All right, so for use case number three. This is my aspirational one. It's automated IT support. So
this is a bit more than an agent that helps answer helpdesk tickets with cam responses. That's
that's kind of level one stuff. And well, I would say that does already work today. But I'm thinking
more about an agent that does a bit more than that. So it actually completely autonomously logs
into a user's this machine, then it diagnoses whatever the problem is, and then
it actually has full control to go and fix that problem autonomously. Now this seems
like the perfect use case for AI agents. It's repetitive. It often follows patterns. But would
you trust an autonomous AI agent with free rein on your laptop to install fixes and delete
applications without your consent? Yeah, probably not. So why not? Well, let's
take a look at the capabilities again. So what about intelligence in this case?
Well, every user's setup is kind of unique to them. So there are a lot of
different paths we could take here. I think we could say most machines have a bit of a quirky,
unique setup. Now, a simple outlook issue on one machine that might be a corrupted file. On another,
it might be a proxy setting, and then, it could be an expired certificate on a third. And current
agents, they often can't handle these kind of endless edge cases. Now, there are also significant
issues when it comes to computer use. There is a lot of requirements here. So the agent, it
needs to be able to navigate a lot of stuff. So what does it have to navigate? It has to navigate
that user's machine. And well, people have different machines. So just for one example,
if you're a Windows user, it will need to be able to navigate Windows settings. Or if you're on a
Mac, it would need to understand Mac preferences. And that's just the operating system. There's also
the application UIs, which are all specific to those applications and so forth. And all of
this, remember, is potentially running on a system that is in
production. Today's computer use capabilities, they just aren't reliable enough for that level of
trust. Okay. What about multimodal capabilities? Well, users, they're going
to send things like screenshots in. They, they might speak to the agents. So you're going to
have some kind of verbal stuff as well. And that verbal description might not be that instructive.

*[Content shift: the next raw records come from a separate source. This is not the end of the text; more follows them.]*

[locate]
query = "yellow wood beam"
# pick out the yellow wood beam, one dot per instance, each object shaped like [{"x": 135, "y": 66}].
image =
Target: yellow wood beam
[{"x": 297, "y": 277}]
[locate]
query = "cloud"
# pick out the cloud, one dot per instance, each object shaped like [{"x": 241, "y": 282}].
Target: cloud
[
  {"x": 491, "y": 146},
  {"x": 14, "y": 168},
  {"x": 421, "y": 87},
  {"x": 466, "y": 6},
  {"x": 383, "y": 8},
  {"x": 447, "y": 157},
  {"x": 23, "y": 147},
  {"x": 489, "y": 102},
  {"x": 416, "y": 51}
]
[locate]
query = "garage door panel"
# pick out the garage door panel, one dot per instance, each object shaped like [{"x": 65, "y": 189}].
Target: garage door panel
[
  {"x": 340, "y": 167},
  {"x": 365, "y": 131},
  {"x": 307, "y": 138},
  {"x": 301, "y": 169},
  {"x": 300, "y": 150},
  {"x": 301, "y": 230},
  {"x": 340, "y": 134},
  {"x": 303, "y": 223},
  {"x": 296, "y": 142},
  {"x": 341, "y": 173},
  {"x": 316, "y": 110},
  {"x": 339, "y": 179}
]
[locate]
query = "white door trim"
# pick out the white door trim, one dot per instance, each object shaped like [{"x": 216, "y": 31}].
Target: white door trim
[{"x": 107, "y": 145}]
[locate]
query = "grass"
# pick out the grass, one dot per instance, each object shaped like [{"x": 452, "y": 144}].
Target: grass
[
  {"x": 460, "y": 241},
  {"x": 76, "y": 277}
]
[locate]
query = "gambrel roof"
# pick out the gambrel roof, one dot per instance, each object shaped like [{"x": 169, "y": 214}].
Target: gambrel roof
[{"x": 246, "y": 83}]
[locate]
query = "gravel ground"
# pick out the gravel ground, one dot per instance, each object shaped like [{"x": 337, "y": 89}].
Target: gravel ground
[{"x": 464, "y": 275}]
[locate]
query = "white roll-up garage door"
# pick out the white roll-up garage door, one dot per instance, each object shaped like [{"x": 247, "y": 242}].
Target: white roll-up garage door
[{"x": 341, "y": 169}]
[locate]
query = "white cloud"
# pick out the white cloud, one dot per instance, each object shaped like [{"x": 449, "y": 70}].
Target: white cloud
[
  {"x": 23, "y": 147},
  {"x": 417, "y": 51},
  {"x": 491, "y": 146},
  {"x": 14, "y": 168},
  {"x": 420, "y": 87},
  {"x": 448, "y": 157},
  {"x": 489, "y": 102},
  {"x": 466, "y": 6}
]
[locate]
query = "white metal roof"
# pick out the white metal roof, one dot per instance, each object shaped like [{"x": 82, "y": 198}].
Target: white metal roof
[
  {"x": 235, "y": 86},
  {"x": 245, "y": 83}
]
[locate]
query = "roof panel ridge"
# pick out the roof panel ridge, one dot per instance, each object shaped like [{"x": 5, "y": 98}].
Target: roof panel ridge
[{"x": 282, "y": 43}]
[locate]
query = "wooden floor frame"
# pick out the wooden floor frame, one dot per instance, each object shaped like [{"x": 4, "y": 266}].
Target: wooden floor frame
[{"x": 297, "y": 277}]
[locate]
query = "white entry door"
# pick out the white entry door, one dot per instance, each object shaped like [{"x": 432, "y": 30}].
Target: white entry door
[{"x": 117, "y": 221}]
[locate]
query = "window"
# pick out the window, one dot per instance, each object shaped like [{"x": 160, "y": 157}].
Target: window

It might be saying things like, uh, it's doing that thing again. And you've got to kind of figure out
what it is. The agent needs to piece together whatever users can capture in the moment. And then,
when it comes down to continual learning, the agent needs to learn specifically
from outcomes, and those outcomes will adjust over time. So
when software updates break things, which fixes are actually going to work in your specific
environment? As new devices get added and new issues emerge, the agent needs to adapt based on
what's working and what's not in practice. It needs to learn from the feedback loop of
thousands of support interactions beyond a model's initial training data. So basically, this
use case is still emerging, but it's just not fully there yet. So year or
decade? Well actually both, we're in the year of AI agents for, for narrow,
well-defined tasks in structured environments. But we're in the decade of AI agents
for the broader vision, agents that handle messy real-world problems with reliable computer use,
with intelligence about edge cases, with true multimodal understanding and learning that
adapts to your specific environments. So for now, you've got a coding task. Well, an agentic
assistant might be just what you need. But if an AI agent offers to fix your laptop autonomously
with today's models, well, maybe at least ask it to show its work first.